Variedades

Sanfona universal de Mestrinho estreia com brilho

Soaria a maior das pretensões se a vida não tivesse colocado um ao lado do outro, no mesmo palco. Mestrinho estava lá, orgulhoso, tocando para o herói Dominguinhos como um aprendiz honrando ao samurai. Lá pelas tantas, Seu Domingos apresentou a banda toda, mas não falou em seu nome. A plateia gritou: “E o outro sanfoneiro?”. Mas Domingos ignorou.

Mestrinho teve vontade de chorar. “Será que eu fiz algo que ele não gostou?” Até que o mestre terminou a canção e parou o show: “Olha aqui, eu deixei para apresentar o sanfoneiro depois mesmo, de propósito. Só queria que ele esquentasse antes, como dizia Luiz Gonzaga. Agora, quero que venha cantar uma música comigo aqui, Mestrinho”.

Mestrinho é Edivaldo Junior Alves de Oliveira. Sergipano de Itabaiana, 25 anos, sanfoneiro e cantor metade por dom, metade por profecia de mãe. “Quando ela estava grávida, brigou com meu pai, que também é sanfoneiro. No meio da discussão, disse que teria um filho que tocaria muito mais do que ele, e começou a me chamar de Mestrinho.”

A mãe nunca teve dúvidas de seus pressentimentos e, com o tempo, Mestrinho foi obrigado a concordar com cada um deles. Depois de chegar a São Paulo com o Trio Juriti para trabalhar no circuito do forró universitário de Pinheiros, de fazer parte do conjunto de Elba Ramalho em shows pelo Brasil, de tocar com Dominguinhos e de gravar o disco Gilbertos Samba e participar da turnê, ainda em curso, de Gilberto Gil para lançá-lo, seu primeiro álbum está finalizado.

Opinião, um registro autoral, foi feito em um universo maior que o de baiões e xaxados. Há xotes, como a própria canção Opinião, mas logo se percebe que Mestrinho tem percepções de maior alcance. Algo ali soa jazz, vira samba, volta a ser forró. Sua pegada de mão direita é suave, deslizando pelas teclas com os ligados similares aos de Dominguinhos. E sua voz joga bem nas mesmas posições graves que a do ídolo.
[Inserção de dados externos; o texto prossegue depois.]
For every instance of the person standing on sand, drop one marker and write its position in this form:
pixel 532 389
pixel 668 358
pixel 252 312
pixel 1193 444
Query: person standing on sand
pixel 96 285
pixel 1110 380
O peso do termo sucessor é demais, ele sabe. Prefere dizer-se seguidor, ou um deles. “Não sou só eu, somos vários.” Sua relação com Domingos se tornou paternal. Até hoje, sua voz desce dois tons quando fala da despedida do homem que lhe deu as primeiras chances na vida. “É uma tristeza que ainda estou trabalhando.”

Em um show no Recife, no Chevrolet Hall, foi ao camarim de Dominguinhos apenas para lhe dar um abraço. “Cadê a sanfona? Tá aí?”, quis saber o músico. Não estava, mas Mestrinho mentiu. “Está sim, no carro.” “Então se prepara que vou te chamar pra tocar comigo”, avisou. O jovem correu até o estacionamento, fez o nome do pai, entrou no automóvel, voou para buscar o instrumento e retornou vivo e a tempo de subir ao palco.

Quando Domingos adoeceu, vítima de um câncer no pulmão, Mestrinho quase adoeceu também. Foi muitas vezes ao Hospital Sírio Libanês, em São Paulo, para uma visita com a sanfona colada ao peito. Em uma delas, levou uma música nova, que havia feito em homenagem ao mestre. Mas, antes de tocar, fez um pedido sincero: “Seu Domingos, se o senhor gostar, aperte a minha mão. Se não gostar, não precisa apertar, tá bom?”. Ajustou o instrumento e começou, silenciando o quarto com sua sanfona. Quando terminou, Mestrinho segurou a mão graúda de Domingos esperando por uma resposta. E, aos poucos, lentamente, o mestre começou a apertar seus dedos. As informações são do jornal O Estado de S. Paulo.